This question <91|91> overall <85|87> Martin: <51|14>.  
  Question 194: Someone says the commodity relation is fetishized because otherwise exploitation would not be possible without a police state. Comment.   
  [86] Martin: Fetishism or Police state   This is incorrectly phrased in a number of ways but is an interesting proposition.   
  It implies a conspiracy theory of economic and political developments which is not Marx's analysis at all. He does however explain what social formations are relatively stable at which stages of economic development, and from this point of view the question needs some thought to answer.   
  About terminology I think Hans Ehrbar has demonstrated clearly by comparing various translations including the French, that the common English translation, “commodity fetishism” is wrong. It is not Marx's meaning to moralise against a desire for use values in the form of commodities. On the contrary he anticipates that social progress will be associated with an increase in use values.   
  It is true that the apparent fairness of commodity exchange (even if people are in very unequal situations) masks the fact that the surplus product goes to a small minority of the society. In slave societies and in feudal societies, force was specifically given to the exploiting class and used to put down periodic slave revolts or peasant revolts. Nowadays it is no longer necessary publically to crucify one in ten steel workers when their plant is closed down through competition from the far east, in order to keep them socially disciplined. Their inability to sell their labor power, and their assumption that that there is no alternative, is largely sufficient.   

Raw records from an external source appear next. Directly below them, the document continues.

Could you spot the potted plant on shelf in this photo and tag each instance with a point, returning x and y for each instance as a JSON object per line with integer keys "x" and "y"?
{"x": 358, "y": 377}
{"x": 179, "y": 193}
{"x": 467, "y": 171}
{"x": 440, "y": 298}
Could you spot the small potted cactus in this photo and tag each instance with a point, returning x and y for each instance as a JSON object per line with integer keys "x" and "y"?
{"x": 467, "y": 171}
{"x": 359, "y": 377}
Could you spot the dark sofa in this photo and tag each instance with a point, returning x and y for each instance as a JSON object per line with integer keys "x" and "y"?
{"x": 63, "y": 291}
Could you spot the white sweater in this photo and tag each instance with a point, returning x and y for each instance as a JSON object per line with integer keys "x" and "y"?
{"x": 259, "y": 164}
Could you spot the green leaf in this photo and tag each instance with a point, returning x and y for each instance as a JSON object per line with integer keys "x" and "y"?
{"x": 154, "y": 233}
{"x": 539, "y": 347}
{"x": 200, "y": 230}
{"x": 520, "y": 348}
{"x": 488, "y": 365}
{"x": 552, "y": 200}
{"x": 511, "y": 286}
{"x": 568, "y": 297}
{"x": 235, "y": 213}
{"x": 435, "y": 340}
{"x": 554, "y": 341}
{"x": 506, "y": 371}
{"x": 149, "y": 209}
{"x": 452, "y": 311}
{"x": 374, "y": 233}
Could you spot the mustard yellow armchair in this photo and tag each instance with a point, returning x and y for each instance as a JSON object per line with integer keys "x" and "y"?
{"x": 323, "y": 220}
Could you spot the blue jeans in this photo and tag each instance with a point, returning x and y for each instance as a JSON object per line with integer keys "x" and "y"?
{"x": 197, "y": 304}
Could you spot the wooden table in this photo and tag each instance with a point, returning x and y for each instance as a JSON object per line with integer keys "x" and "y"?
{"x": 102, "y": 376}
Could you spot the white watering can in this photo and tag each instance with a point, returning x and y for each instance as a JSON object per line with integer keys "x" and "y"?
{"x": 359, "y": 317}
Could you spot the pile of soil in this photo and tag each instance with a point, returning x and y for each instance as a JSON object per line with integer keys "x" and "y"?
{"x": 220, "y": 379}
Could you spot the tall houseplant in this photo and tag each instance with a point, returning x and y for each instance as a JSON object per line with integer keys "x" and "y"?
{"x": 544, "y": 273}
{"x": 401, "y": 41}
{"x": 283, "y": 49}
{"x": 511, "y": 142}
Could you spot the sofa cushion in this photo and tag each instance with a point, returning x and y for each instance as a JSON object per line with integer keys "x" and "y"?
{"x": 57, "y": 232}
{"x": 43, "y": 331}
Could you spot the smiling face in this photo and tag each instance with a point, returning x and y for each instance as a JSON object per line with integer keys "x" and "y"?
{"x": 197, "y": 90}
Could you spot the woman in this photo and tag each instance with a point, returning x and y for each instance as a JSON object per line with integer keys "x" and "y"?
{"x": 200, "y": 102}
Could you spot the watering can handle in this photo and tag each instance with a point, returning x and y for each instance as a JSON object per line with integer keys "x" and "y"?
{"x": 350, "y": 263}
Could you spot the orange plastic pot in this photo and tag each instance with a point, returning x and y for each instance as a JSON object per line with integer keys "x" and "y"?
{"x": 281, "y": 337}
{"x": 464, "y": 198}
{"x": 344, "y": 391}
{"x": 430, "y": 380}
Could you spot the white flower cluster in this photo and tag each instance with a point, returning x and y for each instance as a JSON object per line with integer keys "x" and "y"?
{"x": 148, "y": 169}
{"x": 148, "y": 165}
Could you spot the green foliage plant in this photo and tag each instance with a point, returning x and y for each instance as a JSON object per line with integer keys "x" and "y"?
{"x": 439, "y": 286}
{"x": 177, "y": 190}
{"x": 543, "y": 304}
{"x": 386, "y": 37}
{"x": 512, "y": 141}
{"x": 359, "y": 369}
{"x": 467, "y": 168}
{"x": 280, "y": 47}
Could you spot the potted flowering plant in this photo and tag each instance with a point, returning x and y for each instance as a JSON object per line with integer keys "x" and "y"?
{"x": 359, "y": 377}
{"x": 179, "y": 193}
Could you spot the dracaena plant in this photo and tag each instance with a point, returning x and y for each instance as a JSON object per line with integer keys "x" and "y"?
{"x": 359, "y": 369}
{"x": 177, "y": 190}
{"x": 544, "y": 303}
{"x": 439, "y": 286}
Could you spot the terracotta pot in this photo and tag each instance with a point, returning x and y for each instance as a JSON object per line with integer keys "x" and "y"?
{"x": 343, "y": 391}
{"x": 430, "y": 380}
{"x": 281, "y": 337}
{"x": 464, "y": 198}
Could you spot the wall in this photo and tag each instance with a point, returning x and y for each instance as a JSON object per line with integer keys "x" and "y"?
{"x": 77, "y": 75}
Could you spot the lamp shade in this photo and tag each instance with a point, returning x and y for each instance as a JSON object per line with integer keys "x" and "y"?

  They may demand other work, and they may demand unemployment benefit, but only as second class citizens, because the fetish-like nature of commodities conceals a social relation underneath the material reality of the product. They accept that because there is less need to produce steel as a use-value within the USA because it can be bought more cheaply from abroad, their contribution to the aggregate social labor of the USA really has been “devalued”. Instead there should be a redistribution of total social labor within the USA if not within the world to enable everyone to work productively.   

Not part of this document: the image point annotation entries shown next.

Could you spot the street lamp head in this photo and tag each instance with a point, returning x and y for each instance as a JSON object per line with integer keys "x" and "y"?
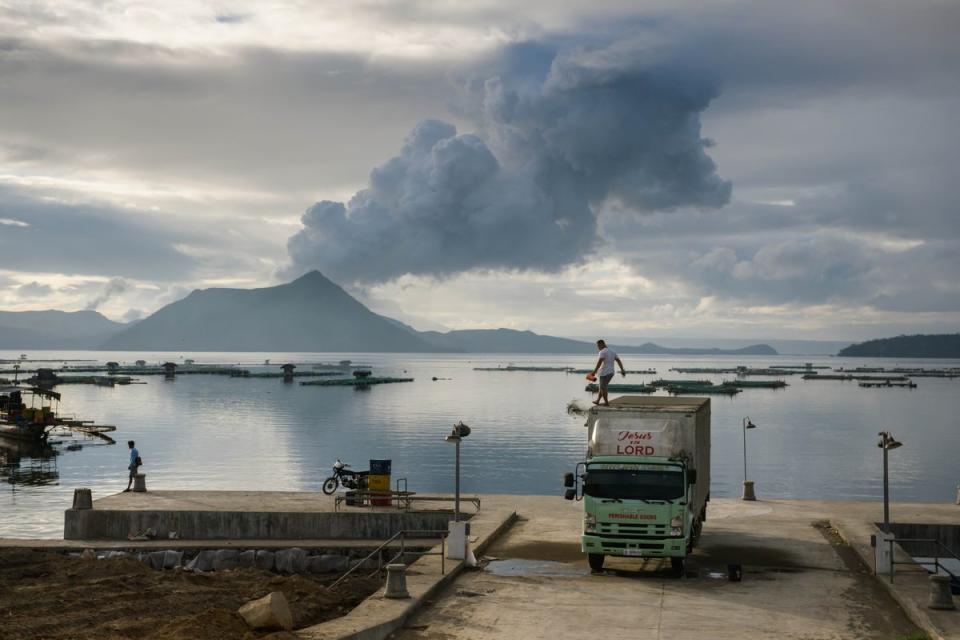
{"x": 888, "y": 442}
{"x": 459, "y": 432}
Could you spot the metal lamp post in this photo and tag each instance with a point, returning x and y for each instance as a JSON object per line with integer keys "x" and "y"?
{"x": 748, "y": 493}
{"x": 460, "y": 431}
{"x": 887, "y": 443}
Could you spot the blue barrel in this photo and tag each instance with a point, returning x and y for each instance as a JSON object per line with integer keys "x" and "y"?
{"x": 380, "y": 467}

  The question implies that exploitation is a feature of socialist states. This is clearly not Marx's meaning in his description of the association of free human beings. Certainly a social product was created and there is controversy among would be socialists about whether the officials in former socialist states shoudl have had any privileges at all and whether by doing so, they became part of an “exploiting” “class”. But in the case of the former east Germany even Erich Honecker's wealth was found to be unremarkable by comparison to what a leading capitalist of the former West Germany would expect. (I think I am right is saying this.) Anyway Marx did not speculate in detail about how socialist societies should be run but it is clear from his comments here that he did not regard exploitation as part of the process.   

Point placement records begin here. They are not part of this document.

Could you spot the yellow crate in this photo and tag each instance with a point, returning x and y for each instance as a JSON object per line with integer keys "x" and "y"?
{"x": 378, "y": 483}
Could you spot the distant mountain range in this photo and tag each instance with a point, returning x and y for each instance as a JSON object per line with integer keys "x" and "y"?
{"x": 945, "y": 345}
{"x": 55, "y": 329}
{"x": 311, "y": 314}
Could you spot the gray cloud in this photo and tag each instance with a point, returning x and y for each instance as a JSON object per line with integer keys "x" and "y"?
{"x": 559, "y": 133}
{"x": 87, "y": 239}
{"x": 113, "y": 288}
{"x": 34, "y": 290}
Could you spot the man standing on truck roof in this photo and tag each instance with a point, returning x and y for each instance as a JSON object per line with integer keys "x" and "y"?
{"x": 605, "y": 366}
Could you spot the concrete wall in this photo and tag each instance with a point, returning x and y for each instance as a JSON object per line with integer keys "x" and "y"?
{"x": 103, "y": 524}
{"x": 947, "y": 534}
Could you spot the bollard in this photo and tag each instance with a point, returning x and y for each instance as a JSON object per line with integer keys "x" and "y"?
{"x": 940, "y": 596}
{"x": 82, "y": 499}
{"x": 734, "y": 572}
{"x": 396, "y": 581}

  The question however implies further ironically that the controversies about police states in former “socialist” countries were because they did not have a mystifying economic system of commodities and capital accumulation. Perhaps these problems will become easier with more ready availability of highly complex information systems, but I think it is true that in the former socialist countries there was a major problem about how to organize democracy to get adequate consent for how the surplus product was distributed. This was made worse by the real and imagined dangers of capitalist encirclement.   
  Yugoslavia which was thought to be less of a police state than most, got torn apart not by its different nationalities suddenly becoming intolerant of each other's religions but because of a big disparity in rates of economic development between those regions near the European Union, and others. The richer regions wanted to reduce their contributions to the federal budget and failing that, to secede. To stay a unified country, Yugoslavia would either have needed a period of increased internal repression, or to have quickly gone over to capitalist economic methods in the hope that it could have remained a looser sort of confederation or at least have had a velvet divorce, like Slovakia and the Czech Republic further north. The Yugoslav Federation could have applied to become associated with the European Union, and the richer regions could have reduced their “subsidies to the poorer southern regions, which could have received subsidies from the European Union.” I fear that to stay a separate unified and socialist state under the economic pressures of a semi-commodity based economy, would have required greater policing.   
  In summary in answer to the question as put, leaving aside the sarcasm and irony, I think it is true that for a socialist society in a capitalist world, under present conditions of economic development, it would difficult for the state not to have some repressive powers, even if they were well regulated by law.   
  However perhaps greater “transparency” about economic and financial processes, preferably on a world scale, will enable us to move without coercion more easily to a conscious free association of all.